TS: You just used the word ‘prescriptive.’ It’s a very important word. I mean, democracy is something that you have to want. It’s not like gravity. It’s not just there whether we care about it or not. Democracy is about the people ruling. The people have to want to rule. And so you have to ask yourself, “Do I want to rule? Or do I not care?” If you don’t care, there will always be somebody who wants it more than you do and is willing to break the rules. Then you lose the system and your children won’t have the freedoms that you took for granted. So it has to begin with a decision that you actually think some things are better than others, that democracy is better than other things – which I happen to think it is. And then as far as what we can do, I think the very first thing after caring about truth – which we’ve talked about – is to try to do things a little bit differently than everyone else.
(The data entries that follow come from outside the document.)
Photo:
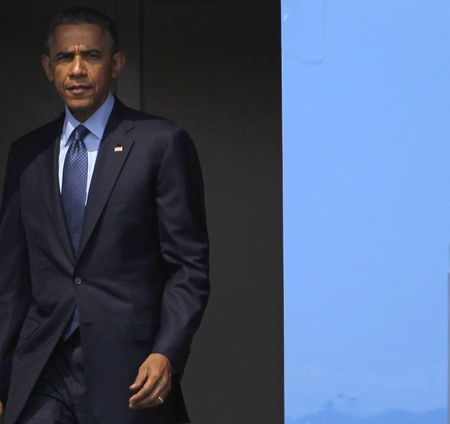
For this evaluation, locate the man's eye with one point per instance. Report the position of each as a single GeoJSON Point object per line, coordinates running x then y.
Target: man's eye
{"type": "Point", "coordinates": [64, 58]}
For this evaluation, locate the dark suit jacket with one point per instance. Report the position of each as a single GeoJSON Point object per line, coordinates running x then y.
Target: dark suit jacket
{"type": "Point", "coordinates": [140, 279]}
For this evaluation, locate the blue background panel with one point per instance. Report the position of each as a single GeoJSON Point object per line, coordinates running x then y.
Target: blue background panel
{"type": "Point", "coordinates": [366, 156]}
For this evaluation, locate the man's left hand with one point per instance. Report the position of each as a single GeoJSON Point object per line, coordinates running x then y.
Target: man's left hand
{"type": "Point", "coordinates": [152, 383]}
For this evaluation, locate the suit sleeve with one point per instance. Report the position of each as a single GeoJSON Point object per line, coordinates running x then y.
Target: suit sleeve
{"type": "Point", "coordinates": [184, 247]}
{"type": "Point", "coordinates": [15, 292]}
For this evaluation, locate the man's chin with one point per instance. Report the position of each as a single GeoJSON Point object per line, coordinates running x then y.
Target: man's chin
{"type": "Point", "coordinates": [81, 108]}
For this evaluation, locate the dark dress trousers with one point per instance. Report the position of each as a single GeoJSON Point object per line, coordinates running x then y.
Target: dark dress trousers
{"type": "Point", "coordinates": [140, 279]}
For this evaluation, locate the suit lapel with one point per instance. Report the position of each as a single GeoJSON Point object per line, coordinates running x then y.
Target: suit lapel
{"type": "Point", "coordinates": [49, 183]}
{"type": "Point", "coordinates": [108, 165]}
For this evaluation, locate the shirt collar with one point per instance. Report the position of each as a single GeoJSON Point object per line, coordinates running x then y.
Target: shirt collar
{"type": "Point", "coordinates": [96, 123]}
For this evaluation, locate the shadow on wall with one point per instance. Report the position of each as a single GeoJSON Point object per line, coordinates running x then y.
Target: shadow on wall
{"type": "Point", "coordinates": [331, 416]}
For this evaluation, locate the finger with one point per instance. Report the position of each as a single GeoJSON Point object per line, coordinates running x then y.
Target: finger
{"type": "Point", "coordinates": [140, 379]}
{"type": "Point", "coordinates": [161, 390]}
{"type": "Point", "coordinates": [152, 380]}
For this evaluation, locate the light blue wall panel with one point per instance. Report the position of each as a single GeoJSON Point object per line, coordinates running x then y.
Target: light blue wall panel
{"type": "Point", "coordinates": [366, 151]}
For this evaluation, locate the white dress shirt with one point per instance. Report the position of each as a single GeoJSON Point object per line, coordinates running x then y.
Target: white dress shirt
{"type": "Point", "coordinates": [96, 125]}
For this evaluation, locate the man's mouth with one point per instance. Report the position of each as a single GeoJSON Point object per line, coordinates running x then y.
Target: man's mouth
{"type": "Point", "coordinates": [78, 88]}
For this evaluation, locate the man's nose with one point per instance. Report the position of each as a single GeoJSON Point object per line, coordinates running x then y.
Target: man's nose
{"type": "Point", "coordinates": [78, 68]}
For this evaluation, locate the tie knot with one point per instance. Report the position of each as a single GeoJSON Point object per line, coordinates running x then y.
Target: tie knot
{"type": "Point", "coordinates": [80, 132]}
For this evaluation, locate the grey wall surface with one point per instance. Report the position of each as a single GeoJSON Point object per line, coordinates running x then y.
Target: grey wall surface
{"type": "Point", "coordinates": [214, 68]}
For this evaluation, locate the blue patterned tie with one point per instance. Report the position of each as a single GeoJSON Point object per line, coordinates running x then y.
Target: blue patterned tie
{"type": "Point", "coordinates": [74, 184]}
{"type": "Point", "coordinates": [73, 196]}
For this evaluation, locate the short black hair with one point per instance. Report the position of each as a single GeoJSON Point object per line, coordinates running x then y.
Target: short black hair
{"type": "Point", "coordinates": [85, 15]}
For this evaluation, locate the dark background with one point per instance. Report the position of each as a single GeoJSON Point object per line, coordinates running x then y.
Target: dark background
{"type": "Point", "coordinates": [213, 67]}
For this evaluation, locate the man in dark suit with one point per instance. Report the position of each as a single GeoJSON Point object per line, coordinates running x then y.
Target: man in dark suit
{"type": "Point", "coordinates": [103, 247]}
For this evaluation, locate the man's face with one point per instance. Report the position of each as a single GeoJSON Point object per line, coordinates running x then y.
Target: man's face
{"type": "Point", "coordinates": [82, 66]}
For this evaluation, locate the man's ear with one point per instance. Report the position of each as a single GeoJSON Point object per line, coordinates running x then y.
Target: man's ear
{"type": "Point", "coordinates": [118, 63]}
{"type": "Point", "coordinates": [45, 61]}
The moment that you’re guided by how everyone else is drifting is the moment that you’re very vulnerable. Because authoritarianism is very good at creating drift. It’s very good at creating the sense that this is normal, and why should you stand out? You have to stand out – not much. I mean, some courageous people do stand out a lot. But you have to stand out a little, tiny bit. You have to be a little bit unpredictable. You have to be able to say, “It’s not just that I don’t like this. I think something entirely different. I’m going to act in an entirely different way. I’m not going to stand up when everybody else stands up, or sit down when everybody else sits down. I’m not going to use the same words that everyone else has used. I’m not going to repeat the things that people said on the news this morning. I’m going to say something different. I’m going to be unpredictable.” 

I think that’s where it all begins – the individual who thinks on her own about what’s important and behaves in an unpredictable way. And then that means you can bring other people along with you. 

MR: Where do you draw courage, and that kind of thing? Especially when there are consequences. I guess, what was it like in Nazi Germany? Or what can we take from that? How can we give our people courage?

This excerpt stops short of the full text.